At the Swiss National Museum
At the Swiss National Museum

P was really cool and lived pretty centrally. His girlfriend was also really nice, and we had a cup of tea before we set up my sleeping area. My hosts had to get up early the next morning, but P gave me a key, so I could sleep in and leave at my leisure.

I walked downtown from P's and went straight to the tourist office to buy the ZürichCARD. A lot of the cities I had visited had had these tourist cards that included local transportation and entry to many or all museums. All the other cities were so small, though, and the museums so cheap, that I didn't bother with those cards. In Zürich, however, it was totally worth it. All the museums were free, and my zoo ticket was discounted.

Pinguinparade!
Pinguinparade!

My first museum stop was the nearby Swiss National Museum (Schweizerisches Landesmuseum). Lots to see, including a large special exhibition on Roman gold finds from that area and the surrounding countries. Next I tried navigating the tram system and encountered a very hostile, unhelpful tram conductor, who put me in a very bad mood. I decided it was time to visit the zoo, in particular the Masoala Rainforest, an indoor Madagascan rainforest, a good place to warm up.

When I got to the zoo, I realized that I was just in time for the penguin parade, so that's where I went first. The penguins changed my mood completely; they're so much fun and so funny to watch! They seem like very proud birds, and I think they enjoy being paraded through the zoo with everyone smiling at them along the way. From there I went to the rainforest. I tried taking pictures, but the change from cold to steamy made it difficult, so I just went on my way.

Muehlerama
Muehlerama

In one of my tourist brochures, I had seen an interesting looking exhibition advertised: "Food and Power: An exhibition about feasting, slaughtering and starving". It was at Mühlerama, an old mill and museum a bit out of the way. I'm really glad I went. The exhibition talked about how unconscious we are of the power we exercise while eating: we are killing life forms and turning them into a part of us. Control of food is also one of the strongest forms of political control there is.
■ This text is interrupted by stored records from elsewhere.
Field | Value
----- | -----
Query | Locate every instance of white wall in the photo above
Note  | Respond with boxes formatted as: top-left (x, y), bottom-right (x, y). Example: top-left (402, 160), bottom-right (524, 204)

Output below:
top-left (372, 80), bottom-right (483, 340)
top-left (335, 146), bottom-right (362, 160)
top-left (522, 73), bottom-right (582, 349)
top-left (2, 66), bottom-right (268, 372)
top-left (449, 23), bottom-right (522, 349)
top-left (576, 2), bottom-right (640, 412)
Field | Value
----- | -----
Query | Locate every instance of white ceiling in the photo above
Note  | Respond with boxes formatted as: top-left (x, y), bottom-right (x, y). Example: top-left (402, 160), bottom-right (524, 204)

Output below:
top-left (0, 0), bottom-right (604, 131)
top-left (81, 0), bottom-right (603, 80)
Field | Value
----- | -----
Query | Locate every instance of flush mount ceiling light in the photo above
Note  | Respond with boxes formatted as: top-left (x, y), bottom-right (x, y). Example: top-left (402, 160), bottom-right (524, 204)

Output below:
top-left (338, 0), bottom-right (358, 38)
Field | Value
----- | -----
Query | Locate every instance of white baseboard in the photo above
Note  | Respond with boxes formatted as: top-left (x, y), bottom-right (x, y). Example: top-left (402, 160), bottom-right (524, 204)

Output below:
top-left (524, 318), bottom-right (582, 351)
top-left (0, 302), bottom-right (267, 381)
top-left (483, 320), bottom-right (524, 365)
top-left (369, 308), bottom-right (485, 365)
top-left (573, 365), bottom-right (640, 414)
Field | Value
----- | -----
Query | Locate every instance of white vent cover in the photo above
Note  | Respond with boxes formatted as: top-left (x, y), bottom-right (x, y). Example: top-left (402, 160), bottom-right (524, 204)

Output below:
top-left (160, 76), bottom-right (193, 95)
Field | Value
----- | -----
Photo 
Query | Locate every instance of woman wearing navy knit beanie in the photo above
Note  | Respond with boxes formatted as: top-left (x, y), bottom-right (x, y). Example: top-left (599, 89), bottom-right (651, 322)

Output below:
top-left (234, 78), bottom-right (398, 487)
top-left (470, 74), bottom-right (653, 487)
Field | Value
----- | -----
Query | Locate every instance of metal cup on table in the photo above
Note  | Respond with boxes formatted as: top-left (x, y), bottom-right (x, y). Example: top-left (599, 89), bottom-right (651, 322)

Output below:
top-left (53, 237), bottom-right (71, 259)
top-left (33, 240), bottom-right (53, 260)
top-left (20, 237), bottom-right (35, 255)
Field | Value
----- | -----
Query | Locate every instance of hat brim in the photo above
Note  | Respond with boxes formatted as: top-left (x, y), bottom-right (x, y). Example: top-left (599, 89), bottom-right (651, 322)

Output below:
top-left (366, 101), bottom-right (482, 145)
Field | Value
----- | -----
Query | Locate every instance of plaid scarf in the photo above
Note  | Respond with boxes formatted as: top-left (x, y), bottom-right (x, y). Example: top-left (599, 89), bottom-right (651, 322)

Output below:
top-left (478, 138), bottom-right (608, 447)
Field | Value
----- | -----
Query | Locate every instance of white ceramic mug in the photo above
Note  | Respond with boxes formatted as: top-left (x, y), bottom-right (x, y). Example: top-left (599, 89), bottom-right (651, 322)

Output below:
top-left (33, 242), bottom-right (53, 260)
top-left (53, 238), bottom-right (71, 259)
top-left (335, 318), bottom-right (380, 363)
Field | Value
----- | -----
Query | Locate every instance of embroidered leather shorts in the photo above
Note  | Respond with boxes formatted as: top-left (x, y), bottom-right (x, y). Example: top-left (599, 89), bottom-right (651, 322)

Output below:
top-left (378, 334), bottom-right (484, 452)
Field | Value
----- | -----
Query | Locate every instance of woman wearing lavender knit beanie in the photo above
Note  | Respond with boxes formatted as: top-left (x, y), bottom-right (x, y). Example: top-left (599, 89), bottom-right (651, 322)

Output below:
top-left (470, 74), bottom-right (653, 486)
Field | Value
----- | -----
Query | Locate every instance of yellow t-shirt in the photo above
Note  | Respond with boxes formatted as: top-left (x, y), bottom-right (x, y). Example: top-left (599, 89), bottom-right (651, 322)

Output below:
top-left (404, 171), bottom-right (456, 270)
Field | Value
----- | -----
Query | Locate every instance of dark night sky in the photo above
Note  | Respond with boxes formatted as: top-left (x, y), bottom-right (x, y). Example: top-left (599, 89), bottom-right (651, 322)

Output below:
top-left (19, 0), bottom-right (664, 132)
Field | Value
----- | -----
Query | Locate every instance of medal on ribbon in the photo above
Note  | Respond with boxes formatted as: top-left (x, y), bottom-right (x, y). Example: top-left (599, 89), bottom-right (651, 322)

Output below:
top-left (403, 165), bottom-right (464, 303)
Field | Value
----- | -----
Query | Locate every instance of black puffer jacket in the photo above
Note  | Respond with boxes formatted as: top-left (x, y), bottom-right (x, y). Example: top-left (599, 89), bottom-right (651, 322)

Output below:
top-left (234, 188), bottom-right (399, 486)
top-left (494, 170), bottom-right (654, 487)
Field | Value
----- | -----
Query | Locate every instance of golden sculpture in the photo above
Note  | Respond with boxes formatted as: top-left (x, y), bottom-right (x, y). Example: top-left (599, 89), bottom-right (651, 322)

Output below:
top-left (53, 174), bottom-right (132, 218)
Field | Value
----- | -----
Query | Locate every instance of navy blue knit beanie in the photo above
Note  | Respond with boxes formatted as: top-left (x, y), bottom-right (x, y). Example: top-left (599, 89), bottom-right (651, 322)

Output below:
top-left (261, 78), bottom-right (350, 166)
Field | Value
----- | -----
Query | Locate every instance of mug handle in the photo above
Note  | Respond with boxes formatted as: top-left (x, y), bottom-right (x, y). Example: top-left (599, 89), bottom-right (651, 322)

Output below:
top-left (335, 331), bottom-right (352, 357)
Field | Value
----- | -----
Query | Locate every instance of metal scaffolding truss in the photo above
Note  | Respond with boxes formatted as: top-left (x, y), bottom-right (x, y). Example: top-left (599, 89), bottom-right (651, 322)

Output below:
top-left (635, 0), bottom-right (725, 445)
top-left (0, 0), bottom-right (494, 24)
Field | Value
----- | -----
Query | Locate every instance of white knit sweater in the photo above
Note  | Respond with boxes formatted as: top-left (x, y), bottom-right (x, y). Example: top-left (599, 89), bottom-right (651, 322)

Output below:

After I finished going through the special exhibition, I walked around the mill. At the top was a slide, down which flour sacks used to be sent. Next to the slide were some old flour sacks, and visitors were invited to slide down themselves. I was very tempted but hesitant. Finally, though, I decided I had to try it: a few seconds of relived childhood.

I took the tram back toward town and walked around a bit more, but it was very cold, so I took the tram back to P's. I got a little lost, but I eventually found his place again. He was there, and after he checked a few things off his to-do list, and after I warmed up a bit, we went out to dinner. I had requested East Asian, because I hadn't (and still haven't) really had much East Asian food since coming to Europe. We had Thai, and it was very good. We were going to go straight back to his place afterward, but walking by a café, P decided he needed a digestif espresso. I had a beer. We ended up staying for a bit and talking about this, that and the other. I asked P what stereotypes the Swiss have of each other, and P told me that the different Swiss language groups don't really live with each other: they live next to each other.

When we got back to P's place, we shared a Guinness and went to bed. I had one more city to visit in the morning.